Lodevole intento quello della lotta per i diritti delle donne ma, ingenuamente, verrebbe da chiedersi come mai non si era palesato tale spirito battagliero quando la nota cantante ha tenuto il suo concerto ad Abu Dhabi? Forse le lapidazioni, sempre più frequenti per le donne ree di adulterio negli Emirati Arabi, non l’hanno colpita come le vanterie da bar del vecchio Donald?

Menzione finale per i nostri portabandiera, il trio de “Il Volo”. “Non possiamo appoggiare un uomo che ha basato la sua ascesa politica sul populismo oltre che su atteggiamenti xenofobi e razzisti” hanno detto, rifiutandosi di cantare per il neopresidente alla cerimonia di insediamento.

Anche qui emerge l’ipocrisia messa già in luce da Vittorio Sgarbi in due video diventati virali nei quali il critico d’arte aveva sottolineato come i tre ragazzi avessero avuto più volte rapporti con personaggi che dovrebbero, dal loro punto di vista, essere “impresentabili” come il loro ex agente, amico di Trump e quello attuale, su cui pesa l’ombra dell’evasione fiscale.

A questo va aggiunto poi, lo stesso discorso fatto per Madonna. Se non si canta per chi non si apprezza, dobbiamo credere che il trio appoggi le politiche degli Emirati Arabi vista la loro tappa musicale di Dubai?
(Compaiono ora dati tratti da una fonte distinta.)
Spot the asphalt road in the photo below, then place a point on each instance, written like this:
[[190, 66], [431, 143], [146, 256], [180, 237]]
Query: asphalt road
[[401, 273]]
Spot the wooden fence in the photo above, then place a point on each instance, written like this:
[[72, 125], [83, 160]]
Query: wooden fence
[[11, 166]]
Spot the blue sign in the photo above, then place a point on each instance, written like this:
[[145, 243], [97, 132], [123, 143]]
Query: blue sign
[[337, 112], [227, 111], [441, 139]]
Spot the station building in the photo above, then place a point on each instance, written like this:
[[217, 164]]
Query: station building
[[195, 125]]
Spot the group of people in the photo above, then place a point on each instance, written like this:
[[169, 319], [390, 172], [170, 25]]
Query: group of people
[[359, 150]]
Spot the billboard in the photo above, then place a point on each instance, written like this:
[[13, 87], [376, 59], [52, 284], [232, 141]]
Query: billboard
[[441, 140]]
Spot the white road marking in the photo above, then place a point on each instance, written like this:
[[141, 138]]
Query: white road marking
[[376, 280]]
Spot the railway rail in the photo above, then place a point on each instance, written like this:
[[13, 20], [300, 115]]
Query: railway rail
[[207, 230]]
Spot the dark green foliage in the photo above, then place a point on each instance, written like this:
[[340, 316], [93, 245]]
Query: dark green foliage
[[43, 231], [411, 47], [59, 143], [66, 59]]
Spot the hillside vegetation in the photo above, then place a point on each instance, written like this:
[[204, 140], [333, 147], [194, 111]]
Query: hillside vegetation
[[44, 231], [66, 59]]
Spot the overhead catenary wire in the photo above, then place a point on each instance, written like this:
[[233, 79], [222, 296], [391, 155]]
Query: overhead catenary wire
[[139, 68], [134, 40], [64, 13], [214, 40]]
L’elenco delle ipocrisie artistiche potrebbe continuare molto a lungo, ma per pietà è forse meglio fermarsi. Non basta tutta la pietà di questo mondo però per non notare il solito atteggiamento ambiguo delle anime belle, pronte a condannare presunti atteggiamenti “xenofobi” (del tutto opinabili), pronti a farsi paladini contro il “populismo” e pronti allo stesso modo a perdonare bombe, avvelenamenti, soprusi e lapidazioni. È la nuova morale dello star-system, baby.